Agora falta pouco para começar a expedição ao Cho Oyu! Dia 25 de agosto sairemos (eu e Agnaldo) do Brasil rumo a Katmandu, Nepal, para encontrar com o restante do pessoal. Claro, a ansiedade está aumentando, assim como as expectativas sobre a escalada. Mas estou confiante de que vai dar tudo certo... Não importa tanto o cume. O importante é fazer uma boa escalada e chegar inteira de volta ao Brasil. Mas é claro que quero o cume!!!

Muita gente me pergunta sobre meu treinamento nestes meses, como preparação para a escalada. Assim, resolvi escrever este post sobre isso.

Mas desde já alerto a todos os leitores:

“Não tentem fazer este treinamento por conta própria. Tenham sempre um profissional qualificado para dar um treinamento que se encaixe às suas necessidades e ao seu corpo.”
Este treinamento me foi passado pelo personal trainer de São Paulo, Ricardo Lima, que é especialista em preparar pessoas para encarar a escalada de montanhas.

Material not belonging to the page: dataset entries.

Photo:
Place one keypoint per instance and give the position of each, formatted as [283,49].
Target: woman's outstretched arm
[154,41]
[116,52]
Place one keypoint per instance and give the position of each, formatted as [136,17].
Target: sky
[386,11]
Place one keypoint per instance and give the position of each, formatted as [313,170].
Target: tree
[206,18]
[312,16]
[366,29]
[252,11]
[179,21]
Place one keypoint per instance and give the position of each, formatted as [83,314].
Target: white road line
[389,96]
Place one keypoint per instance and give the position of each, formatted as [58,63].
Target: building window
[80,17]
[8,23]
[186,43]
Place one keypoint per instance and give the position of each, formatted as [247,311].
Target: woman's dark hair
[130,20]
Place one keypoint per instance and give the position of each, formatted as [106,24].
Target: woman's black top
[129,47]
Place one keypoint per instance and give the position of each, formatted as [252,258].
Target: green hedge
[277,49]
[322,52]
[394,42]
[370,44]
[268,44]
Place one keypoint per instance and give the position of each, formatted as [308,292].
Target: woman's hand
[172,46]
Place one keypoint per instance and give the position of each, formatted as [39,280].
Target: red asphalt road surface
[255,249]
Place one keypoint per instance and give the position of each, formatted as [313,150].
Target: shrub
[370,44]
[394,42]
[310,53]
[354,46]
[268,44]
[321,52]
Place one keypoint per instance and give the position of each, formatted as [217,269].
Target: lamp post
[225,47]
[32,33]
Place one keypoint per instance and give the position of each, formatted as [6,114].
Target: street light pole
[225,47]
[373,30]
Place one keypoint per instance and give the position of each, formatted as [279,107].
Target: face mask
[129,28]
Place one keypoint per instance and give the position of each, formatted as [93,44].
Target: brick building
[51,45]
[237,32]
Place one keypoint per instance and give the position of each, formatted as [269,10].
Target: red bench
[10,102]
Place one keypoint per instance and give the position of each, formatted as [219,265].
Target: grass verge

A idéia era melhorar meu condicionamento em 6 meses, para aguentar a escalada de uma montanha de 8.000m. Eu já estava com um bom condicionamento, resultado de dois anos e meio voltados totalmente às montanhas, fazendo trekkings e escaladas. Assim, tivemos duas fases: a primeira, um fortalecimento geral do corpo e trabalho aeróbico com carga (mochila pesada); a segunda fase teve ênfase no aumento de cargas, trabalho de explosão e resistência. Tudo isso para criar uma boa base física, chave para uma boa performance na hora do “rock’n roll” de verdade.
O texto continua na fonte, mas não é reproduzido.